W punkcie 4 Sąd postanowił kosztami postępowania obciążyć wnioskodawcę i uczestników w zakresie przez nich dotychczas poniesionymi. Zgodnie z art. 520 § 1 k.p.c. każdy uczestnik ponosi koszty postępowania związane ze swym udziałem w sprawie. Zasadą ogólną, wyrażoną w § 1 komentowanego artykułu, jest ponoszenie kosztów postępowania związanego ze swym udziałem w sprawie. Z zestawienia komentowanego przepisu z § 2 wynika, iż ma on bezwzględne zastosowanie, gdy uczestnicy są w równym stopniu zainteresowani i ich interesy nie są sprzeczne.
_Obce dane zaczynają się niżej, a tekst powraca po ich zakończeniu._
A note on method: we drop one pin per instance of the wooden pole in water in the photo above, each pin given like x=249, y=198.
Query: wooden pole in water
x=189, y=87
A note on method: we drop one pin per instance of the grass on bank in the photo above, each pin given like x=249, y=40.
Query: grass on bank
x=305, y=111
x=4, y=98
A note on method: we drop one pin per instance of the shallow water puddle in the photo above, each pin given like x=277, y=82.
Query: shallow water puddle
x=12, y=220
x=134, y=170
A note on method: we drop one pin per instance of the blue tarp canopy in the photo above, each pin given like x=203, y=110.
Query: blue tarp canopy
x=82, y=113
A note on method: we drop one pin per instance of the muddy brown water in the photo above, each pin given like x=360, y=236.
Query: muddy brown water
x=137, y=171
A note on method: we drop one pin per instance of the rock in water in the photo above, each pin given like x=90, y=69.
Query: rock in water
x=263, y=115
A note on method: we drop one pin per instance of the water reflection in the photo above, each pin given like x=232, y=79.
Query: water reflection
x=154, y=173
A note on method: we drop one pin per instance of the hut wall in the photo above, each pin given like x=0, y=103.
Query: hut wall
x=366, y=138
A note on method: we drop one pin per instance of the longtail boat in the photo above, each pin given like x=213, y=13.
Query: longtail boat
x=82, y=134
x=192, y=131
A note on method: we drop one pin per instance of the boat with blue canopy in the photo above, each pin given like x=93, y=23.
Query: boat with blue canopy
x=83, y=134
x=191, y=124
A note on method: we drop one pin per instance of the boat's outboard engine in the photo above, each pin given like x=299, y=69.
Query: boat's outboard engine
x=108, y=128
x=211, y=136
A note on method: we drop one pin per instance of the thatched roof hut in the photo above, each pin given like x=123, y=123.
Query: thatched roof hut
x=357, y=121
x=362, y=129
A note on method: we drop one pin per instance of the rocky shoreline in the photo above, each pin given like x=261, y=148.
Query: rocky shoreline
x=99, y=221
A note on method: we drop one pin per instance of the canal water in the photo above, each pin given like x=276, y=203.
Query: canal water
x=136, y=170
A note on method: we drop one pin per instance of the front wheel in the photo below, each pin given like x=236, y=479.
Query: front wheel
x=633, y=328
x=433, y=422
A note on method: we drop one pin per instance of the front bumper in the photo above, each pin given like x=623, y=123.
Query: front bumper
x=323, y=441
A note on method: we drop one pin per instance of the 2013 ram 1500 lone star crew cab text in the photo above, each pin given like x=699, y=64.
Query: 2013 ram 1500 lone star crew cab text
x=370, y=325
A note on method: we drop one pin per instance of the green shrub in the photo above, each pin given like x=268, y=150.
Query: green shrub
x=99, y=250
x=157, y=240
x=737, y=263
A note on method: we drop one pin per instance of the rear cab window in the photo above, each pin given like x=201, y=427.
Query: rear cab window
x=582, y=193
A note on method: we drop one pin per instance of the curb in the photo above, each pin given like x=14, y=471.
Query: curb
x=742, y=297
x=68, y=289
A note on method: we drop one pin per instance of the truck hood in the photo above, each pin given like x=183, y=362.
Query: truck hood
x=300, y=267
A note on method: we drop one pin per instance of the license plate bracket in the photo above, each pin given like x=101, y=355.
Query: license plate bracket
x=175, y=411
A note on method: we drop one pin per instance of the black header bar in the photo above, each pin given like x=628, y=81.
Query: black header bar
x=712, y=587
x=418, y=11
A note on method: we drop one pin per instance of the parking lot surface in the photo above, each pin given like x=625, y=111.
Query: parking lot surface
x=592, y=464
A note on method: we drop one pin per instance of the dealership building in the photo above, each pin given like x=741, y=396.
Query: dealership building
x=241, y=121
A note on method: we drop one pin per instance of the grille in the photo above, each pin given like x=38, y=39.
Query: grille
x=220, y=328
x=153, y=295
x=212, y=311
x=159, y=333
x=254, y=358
Sąd Najwyższy w postanowieniu z dnia 17 kwietnia 2012 r. w sprawie o sygn. akt II CSK 620/11 wskazał, że sprawach o stwierdzenie nabycia spadku interes wszystkich uczestników jest zbieżny, oczekują bowiem na orzeczenie o stwierdzeniu nabycia spadku, niezależnie od tego, czy sami - i w jakim udziale - dziedziczą spadek. Jest to pogląd, który tut. Sąd uznaje za swój, tym samym zdaniem Sądu uznać należy, że pomimo, iż wnioskodawca S. K. (2) wnosił o stwierdzenie nabycia spadku na podstawie testamentu, zaś uczestnicy B. S. i P. K. (2), na podstawie ustawy, uznać należy, że każda strona dążyła do wydania orzeczenia w przedmiocie stwierdzenia nabycia spadku po zmarłej H. K. (1) w związku z czym interes wszystkich uczestników niniejszego postępowania był zbieżny.